Rheault Distillery - Hearst
In the town of Hearst, Rheault Distillery uses a recipe from the Romanov Empire to create a quadruple-distilled wheat-based alcohol. And while the distillery won't give away all its secrets, it will reveal its use of milk in its final stage of distillation. The result is a smooth, subtle taste with a silky finish. Rheault believes northern wheat is particularly well suited to vodka production: the long hours of summer daylight create a grain with higher sugar content. With LCBO sales growing rapidly this year, the small-batch artisan distillery is creating a new market for local wheat producers - and a taste of Russia half a world away.

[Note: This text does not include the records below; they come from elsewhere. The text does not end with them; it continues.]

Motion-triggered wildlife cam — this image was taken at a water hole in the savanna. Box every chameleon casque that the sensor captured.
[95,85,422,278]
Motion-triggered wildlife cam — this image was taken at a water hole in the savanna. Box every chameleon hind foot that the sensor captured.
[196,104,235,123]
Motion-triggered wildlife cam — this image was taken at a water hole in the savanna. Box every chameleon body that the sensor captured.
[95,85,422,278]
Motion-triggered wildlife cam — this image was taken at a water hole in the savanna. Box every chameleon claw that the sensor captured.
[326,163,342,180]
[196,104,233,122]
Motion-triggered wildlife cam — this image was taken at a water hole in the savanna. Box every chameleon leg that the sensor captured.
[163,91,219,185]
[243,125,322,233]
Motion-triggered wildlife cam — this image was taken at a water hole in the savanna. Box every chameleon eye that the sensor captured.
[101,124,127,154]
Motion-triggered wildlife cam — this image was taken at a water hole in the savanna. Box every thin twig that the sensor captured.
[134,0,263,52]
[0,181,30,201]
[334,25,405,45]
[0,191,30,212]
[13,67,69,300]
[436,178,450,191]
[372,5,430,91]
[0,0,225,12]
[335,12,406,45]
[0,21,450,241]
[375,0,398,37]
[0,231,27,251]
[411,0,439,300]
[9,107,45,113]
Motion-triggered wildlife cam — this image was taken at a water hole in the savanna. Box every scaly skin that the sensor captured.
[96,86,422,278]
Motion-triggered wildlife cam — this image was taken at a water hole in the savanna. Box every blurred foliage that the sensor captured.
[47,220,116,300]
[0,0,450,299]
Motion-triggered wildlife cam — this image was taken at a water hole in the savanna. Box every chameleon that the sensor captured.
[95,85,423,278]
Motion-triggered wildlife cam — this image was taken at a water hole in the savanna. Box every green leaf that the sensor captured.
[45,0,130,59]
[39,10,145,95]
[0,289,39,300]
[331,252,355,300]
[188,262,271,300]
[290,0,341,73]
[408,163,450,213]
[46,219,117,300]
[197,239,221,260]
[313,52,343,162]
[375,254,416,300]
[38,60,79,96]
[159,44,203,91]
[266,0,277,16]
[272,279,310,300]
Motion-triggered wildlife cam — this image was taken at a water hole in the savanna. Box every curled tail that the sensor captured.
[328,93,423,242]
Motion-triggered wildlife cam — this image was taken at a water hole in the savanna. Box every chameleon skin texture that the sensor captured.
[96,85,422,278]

Thornloe Cheese Inc. - Thornloe
In 2007, the future looked bleak for a small cheese factory in northeastern Ontario. The facility - which produced cheese curds and cheddar - couldn't compete with newer, more efficient operations. But when the multinational owner decided to shut the plant, local farmers banded together to save it. They installed three aging rooms and implemented an innovative production process that allows the small facility to produce an entire range of award-winning cheeses. At the same time, water and energy retrofits helped cut operating costs. In the past six years, sales have nearly tripled. The number of employees has leapt from eight to 25, and the plant supports 25 local dairy operations. Today Thornloe Cheese is 100 per cent Canadian, 100 per cent farmer owned and more successful than ever.